No. 18]; and the District’s reply in support of its stay motion (“Stay Reply”) [Dkt. No. 20].
M.M. is a five-year-old child residing with his parents, Gregory Masucci and
Maya Weschler, in the District of Columbia. R&R 2. M.M. is autistic and has Attention Deficit
Hyperactivity Disorder, and he is disabled within the meaning of the Individuals with Disabilities
Education Act (“IDEA”), 20 U.S.C. §§ 1400 et seq. Id. In an effort to address M.M.’s special
needs, DCPS placed M.M. in an autism program at Tyler Elementary School (“Tyler”), a public
school. Id. M.M.’s parents objected to several features of this placement, and on March 8, 2013,
M.M.’s parents filed an administrative due process complaint with DCPS, alleging various
violations of the IDEA.
In their due process complaint, the parents alleged that DCPS had not properly
implemented M.M.’s individualized education program (“IEP”) during part of the 2012-13
school year.
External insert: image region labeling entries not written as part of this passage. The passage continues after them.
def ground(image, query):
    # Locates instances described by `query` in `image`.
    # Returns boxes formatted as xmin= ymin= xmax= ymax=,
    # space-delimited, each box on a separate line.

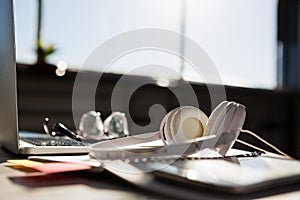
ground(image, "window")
xmin=15 ymin=0 xmax=277 ymax=89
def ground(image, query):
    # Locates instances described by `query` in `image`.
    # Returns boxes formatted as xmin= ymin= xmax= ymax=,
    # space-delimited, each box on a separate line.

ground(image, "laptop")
xmin=0 ymin=0 xmax=88 ymax=154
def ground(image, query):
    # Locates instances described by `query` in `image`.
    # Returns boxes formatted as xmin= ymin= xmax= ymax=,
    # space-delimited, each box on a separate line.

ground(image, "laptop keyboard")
xmin=21 ymin=138 xmax=85 ymax=146
xmin=21 ymin=137 xmax=103 ymax=146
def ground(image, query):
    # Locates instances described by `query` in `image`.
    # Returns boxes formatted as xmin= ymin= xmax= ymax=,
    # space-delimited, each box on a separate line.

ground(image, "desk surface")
xmin=0 ymin=148 xmax=300 ymax=200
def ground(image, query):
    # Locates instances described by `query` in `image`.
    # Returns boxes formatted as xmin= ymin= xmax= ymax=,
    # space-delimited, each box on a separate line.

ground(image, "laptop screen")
xmin=0 ymin=0 xmax=18 ymax=153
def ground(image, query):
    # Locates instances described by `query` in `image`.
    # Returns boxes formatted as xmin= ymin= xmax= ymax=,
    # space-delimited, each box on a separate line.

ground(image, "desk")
xmin=0 ymin=148 xmax=300 ymax=200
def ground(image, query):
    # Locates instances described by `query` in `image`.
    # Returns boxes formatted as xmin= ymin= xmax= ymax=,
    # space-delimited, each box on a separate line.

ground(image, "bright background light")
xmin=14 ymin=0 xmax=277 ymax=89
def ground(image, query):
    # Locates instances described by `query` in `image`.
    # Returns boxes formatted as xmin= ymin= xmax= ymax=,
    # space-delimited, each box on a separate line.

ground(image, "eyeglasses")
xmin=43 ymin=111 xmax=129 ymax=142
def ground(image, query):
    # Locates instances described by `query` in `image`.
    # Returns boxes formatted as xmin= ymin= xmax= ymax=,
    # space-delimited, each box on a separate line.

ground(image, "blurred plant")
xmin=35 ymin=40 xmax=57 ymax=64
xmin=35 ymin=0 xmax=56 ymax=64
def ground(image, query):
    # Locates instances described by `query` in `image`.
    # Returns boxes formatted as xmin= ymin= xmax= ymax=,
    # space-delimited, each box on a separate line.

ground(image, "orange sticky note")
xmin=7 ymin=159 xmax=43 ymax=168
xmin=32 ymin=162 xmax=92 ymax=174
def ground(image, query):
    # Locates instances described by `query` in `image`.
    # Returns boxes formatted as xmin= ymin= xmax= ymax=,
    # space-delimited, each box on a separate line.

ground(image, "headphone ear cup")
xmin=204 ymin=101 xmax=229 ymax=136
xmin=166 ymin=106 xmax=208 ymax=143
xmin=160 ymin=107 xmax=179 ymax=143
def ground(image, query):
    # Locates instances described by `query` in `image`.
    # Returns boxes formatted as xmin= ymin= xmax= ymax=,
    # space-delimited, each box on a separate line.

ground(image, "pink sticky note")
xmin=32 ymin=162 xmax=91 ymax=174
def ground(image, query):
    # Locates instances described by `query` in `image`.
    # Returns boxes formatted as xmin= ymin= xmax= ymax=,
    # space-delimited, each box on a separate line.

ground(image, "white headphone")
xmin=88 ymin=101 xmax=246 ymax=160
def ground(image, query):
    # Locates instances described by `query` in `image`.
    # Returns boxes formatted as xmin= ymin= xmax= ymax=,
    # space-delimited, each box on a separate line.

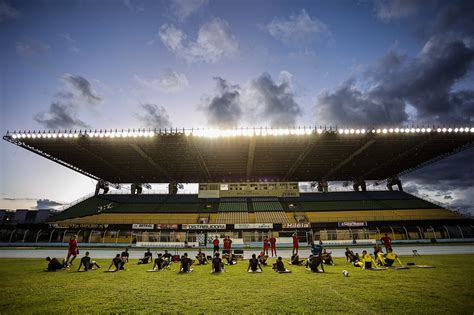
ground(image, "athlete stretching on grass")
xmin=354 ymin=250 xmax=377 ymax=269
xmin=273 ymin=257 xmax=291 ymax=273
xmin=179 ymin=253 xmax=193 ymax=272
xmin=77 ymin=252 xmax=100 ymax=271
xmin=45 ymin=257 xmax=67 ymax=271
xmin=306 ymin=254 xmax=324 ymax=272
xmin=107 ymin=254 xmax=125 ymax=271
xmin=211 ymin=253 xmax=224 ymax=273
xmin=378 ymin=248 xmax=402 ymax=267
xmin=247 ymin=254 xmax=263 ymax=272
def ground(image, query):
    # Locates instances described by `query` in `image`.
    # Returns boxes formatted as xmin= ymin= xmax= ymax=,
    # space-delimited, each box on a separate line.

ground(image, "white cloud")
xmin=374 ymin=0 xmax=418 ymax=22
xmin=171 ymin=0 xmax=208 ymax=22
xmin=265 ymin=9 xmax=330 ymax=44
xmin=134 ymin=71 xmax=189 ymax=93
xmin=159 ymin=18 xmax=239 ymax=63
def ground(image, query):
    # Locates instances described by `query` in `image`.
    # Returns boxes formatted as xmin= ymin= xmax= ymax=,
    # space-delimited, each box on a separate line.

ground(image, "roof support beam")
xmin=246 ymin=137 xmax=256 ymax=179
xmin=323 ymin=139 xmax=375 ymax=180
xmin=187 ymin=137 xmax=211 ymax=181
xmin=130 ymin=143 xmax=172 ymax=181
xmin=74 ymin=141 xmax=120 ymax=180
xmin=284 ymin=135 xmax=317 ymax=180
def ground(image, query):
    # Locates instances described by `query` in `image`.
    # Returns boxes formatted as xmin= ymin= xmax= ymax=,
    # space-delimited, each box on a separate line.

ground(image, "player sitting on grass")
xmin=378 ymin=248 xmax=402 ymax=267
xmin=179 ymin=253 xmax=193 ymax=272
xmin=306 ymin=254 xmax=324 ymax=272
xmin=321 ymin=249 xmax=334 ymax=265
xmin=290 ymin=254 xmax=304 ymax=266
xmin=344 ymin=247 xmax=356 ymax=263
xmin=247 ymin=254 xmax=262 ymax=272
xmin=163 ymin=249 xmax=173 ymax=265
xmin=153 ymin=253 xmax=169 ymax=270
xmin=258 ymin=252 xmax=268 ymax=266
xmin=224 ymin=253 xmax=237 ymax=266
xmin=272 ymin=257 xmax=291 ymax=273
xmin=138 ymin=248 xmax=153 ymax=265
xmin=354 ymin=250 xmax=377 ymax=269
xmin=120 ymin=248 xmax=130 ymax=264
xmin=77 ymin=252 xmax=100 ymax=271
xmin=107 ymin=254 xmax=125 ymax=271
xmin=211 ymin=253 xmax=224 ymax=273
xmin=45 ymin=257 xmax=67 ymax=271
xmin=196 ymin=250 xmax=207 ymax=265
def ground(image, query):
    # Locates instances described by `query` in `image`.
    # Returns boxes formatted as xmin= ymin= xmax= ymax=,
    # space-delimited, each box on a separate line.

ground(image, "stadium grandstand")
xmin=0 ymin=127 xmax=474 ymax=246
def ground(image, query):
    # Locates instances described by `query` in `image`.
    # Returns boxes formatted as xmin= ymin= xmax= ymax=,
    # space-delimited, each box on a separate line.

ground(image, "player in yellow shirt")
xmin=354 ymin=250 xmax=377 ymax=269
xmin=378 ymin=248 xmax=402 ymax=267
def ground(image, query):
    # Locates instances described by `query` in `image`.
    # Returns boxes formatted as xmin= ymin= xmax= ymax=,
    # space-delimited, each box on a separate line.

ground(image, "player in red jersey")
xmin=270 ymin=235 xmax=277 ymax=257
xmin=222 ymin=235 xmax=232 ymax=254
xmin=380 ymin=233 xmax=392 ymax=251
xmin=263 ymin=236 xmax=270 ymax=256
xmin=291 ymin=232 xmax=300 ymax=255
xmin=66 ymin=235 xmax=79 ymax=265
xmin=212 ymin=236 xmax=219 ymax=254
Due Process Compl. 12 (AR 16). They also alleged that the IEPs developed in
November 2012 and February 2013 were inappropriate and procedurally defective. Id. The
parents believed that these problems had caused delays in M.M.’s verbal, social, and behavioral
skills. Id. at 7, 11 (AR 11, 15). The parents requested, as a remedy for these alleged violations
of the IDEA, that DCPS be ordered to place and fund M.M. at a separate day school for children
with autism. Id. at 12 (AR 16).
The parents’ concerns were considered at an administrative due process hearing
held on May 8 and May 9, 2013. HOD 1 (AR 898); see also May 8 Tr.; May 9 Tr. On May 28,
2013, the hearing officer issued his decision. HOD 1 (AR 898). The hearing officer found that
M.M.’s parents had not established that M.M.’s IEPs were inappropriate or improperly
developed, or that the educational services provided at Tyler as of May 2013 were inappropriate.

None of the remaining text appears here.